Is there actually anything left to say about the show about nothing? It turns out there is.
When The Seinfeld Chronicles debuted in 1989, no one expected it to become the pop culture phenomenon that it ended up as. By the end of its run, millions of people were recounting the antics of Jerry, George, Elaine and Kramer at the water cooler the next day. "Master of my domain", "yada yada yada", and "no soup for you" became catchphrases that are still in use more than 15 years after the show went off the air (my eight year old daughter uses yada yada yada.) Seinfeld continues to be considered one of the greatest television series of all time.
The book Seinfeld FAQ: Everything Left to Know about the Show about Nothing, by Nicholas Nigro, will take you back in time, remind you of everything you loved about the show, and probably actually help you learn a thing or two about the show you thought you knew everything about.
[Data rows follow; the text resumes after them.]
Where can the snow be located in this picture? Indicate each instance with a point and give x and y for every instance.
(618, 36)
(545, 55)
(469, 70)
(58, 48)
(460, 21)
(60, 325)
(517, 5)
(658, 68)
I started watching Seinfeld later than most people. Every time I would sit down to watch, it was the same episode (The Parking Garage.) I didn’t see what the big deal was. But shortly after it finished, I managed to see a different episode and after a few more, I was hooked. And I love reading books about television shows, so I knew this would be a book I would enjoy.
The book begins by covering the early days of the show from conception to getting on the air. It then re-introduces us to the 4 main characters and the people who played them. From there, readers meet the supporting characters and then the book looks at the cultural impact of the show, including the controversies. The next part documents each episode of the nine seasons and the book concludes with life after the show and how Seinfeld changed the television landscape.
Throughout the book there are great photos of the cast and screenshots from episodes. Also included are “top ten” lists which cover topics from Jerry’s reasons to dumping a girlfriend to Kramer’s jobs. The moment you begin reading this book, it will have you running to your dvd collection.
Overall this was an enjoyable book, the subject matter makes sure of that. There were quite a few times when it felt repetitive, not in the sections of the book but in the author mentioning the same thing more times than needed. I felt as though the episode guide was a little too long. I understand that there is a lot to cover, but because of that a different format may have worked better so it did not seem as long. The book definitely could have been condensed a bit more. Casual viewers of the show may find the length of the book a bit difficult.
If you were a fan of Seinfeld, you’ll enjoy this book. Think there isn’t anything more you could know about the show? Unless you were an absolute die-hard fan, there is new stuff in this book for you. There is lots of great information about the behind-the-scenes stuff that went into making this television show. Be prepared to spend a lot of time re-watching the show when you’re done (or not even finished) the book.